Her father had survived as a Vietnam POW, but was left with injuries that brought his military ambitions to a halt. He turned his attention to politics, and a meteoric rise followed.

“I felt the cat was going to be let out of the bag of how powerful my dad was,” Sidney, McCain’s daughter from his first marriage to Carol Shepp, said of his 2008 presidential run. “It sounds so selfish, but I got really nervous how much my world was about to flip. And luckily, it didn’t.”

The father of seven and grandfather of five saw children from his first marriage – Sidney, Douglas and Andrew – tackle interests inside and outside the military. His children Meghan, John, James and Bridget from his marriage to Cindy McCain did the same.

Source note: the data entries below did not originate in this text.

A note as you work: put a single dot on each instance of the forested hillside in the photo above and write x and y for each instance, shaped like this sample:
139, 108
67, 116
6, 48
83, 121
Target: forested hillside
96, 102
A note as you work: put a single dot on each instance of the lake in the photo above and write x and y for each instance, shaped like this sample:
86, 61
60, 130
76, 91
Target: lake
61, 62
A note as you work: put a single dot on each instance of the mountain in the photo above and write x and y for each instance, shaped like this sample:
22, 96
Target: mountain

“It’s wonderful, it’s tall shoes to fill because he’s a unique individual,” Douglas McCain said of following in his father’s footsteps. But the McCain ties to the military are “just positive. It’s the family business.”

Douglas joined the Navy as a pilot after attending the University of Virginia, and then flew for American Airlines. Sidney went into the music business. Last year, Andrew McCain became president of Hensley Beverage Co., the Arizona beer distribution company founded by Cindy McCain’s father. Meghan McCain, a conservative commentator, joined the cast of ABC’s “The View” in October.

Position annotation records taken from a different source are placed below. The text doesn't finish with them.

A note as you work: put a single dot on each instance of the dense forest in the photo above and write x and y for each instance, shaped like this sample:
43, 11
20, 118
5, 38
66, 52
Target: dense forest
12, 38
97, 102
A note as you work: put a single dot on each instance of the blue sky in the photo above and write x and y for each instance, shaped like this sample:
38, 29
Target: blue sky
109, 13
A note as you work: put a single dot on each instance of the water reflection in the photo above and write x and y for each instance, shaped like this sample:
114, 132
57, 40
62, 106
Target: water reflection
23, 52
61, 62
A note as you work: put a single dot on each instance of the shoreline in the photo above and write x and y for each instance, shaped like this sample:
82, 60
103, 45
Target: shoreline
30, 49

VIDEO ABOVE: Sen. John McCain (R-AZ) returned to Capitol Hill, days after learning that he had glioblastoma, a form of aggressive brain cancer. There he gave an impassioned speech, met with applause from politicians on both sides of the aisle.

Two of McCain’s sons who entered the military still serve today. Navy Lt. John Sidney “Jack” McCain IV serves as a helicopter pilot and James “Jimmy” McCain is a Marine Corps veteran who served several tours in Iraq and is now a member of the Army National Guard.

“It’s an incredible history and I think that it’s going to shine through with Jack and Jimmy as well,” Sidney said. “It’s nice to see how it continues, even my brother Doug, who was a pilot in the Navy, as well.”

Jack McCain IV made headlines in 2016 when he publicly fought back against racist remarks involving an Old Navy advertisement featuring an interracial couple. He is married to Air Force Reserve Capt. Renee Swift McCain. “He wants to say the right thing, he wants people to do the right thing,” Renee said of her husband. “It is tough in the military, what you can or can’t say, and social media makes that harder. But for him, he felt like his family was being attacked and we’re in love and he doesn’t want to have to hide that.”

The two now have a toddler, John Sidney McCain V, whom they call “Mac.”

“I see the McCain family through the lens of my husband,” Renee said. And the family has shown “longevity, courage, heroism. It’s the standard that in the military we can aspire to. In the Air Force, there’s just a great deal of respect there for that name, that legacy, that service.”

But Jack McCain has set a new tone for the next generations of McCains, his father noted last year.

More than three months into his battle against brain cancer, McCain, in an emotional speech, revisited family memories in a talk before a brigade of midshipmen at the Naval Academy. He joked that while the academy was likely glad to rid themselves of his antics, it was different for his son.

“My father was here, and his father before him,” McCain said in the Oct. 30 speech. “Like me, their standing was closer to the bottom than the top of their class. My son, Jack, is the nonconformist in the family. He managed to reach the upper half of his class, even to be a midshipman officer. His forebears, though less accomplished midshipmen, nevertheless left here to devote the rest of their lives to our country – in war and peace, good times and bad. And each of us considered himself to be the luckiest man on Earth.”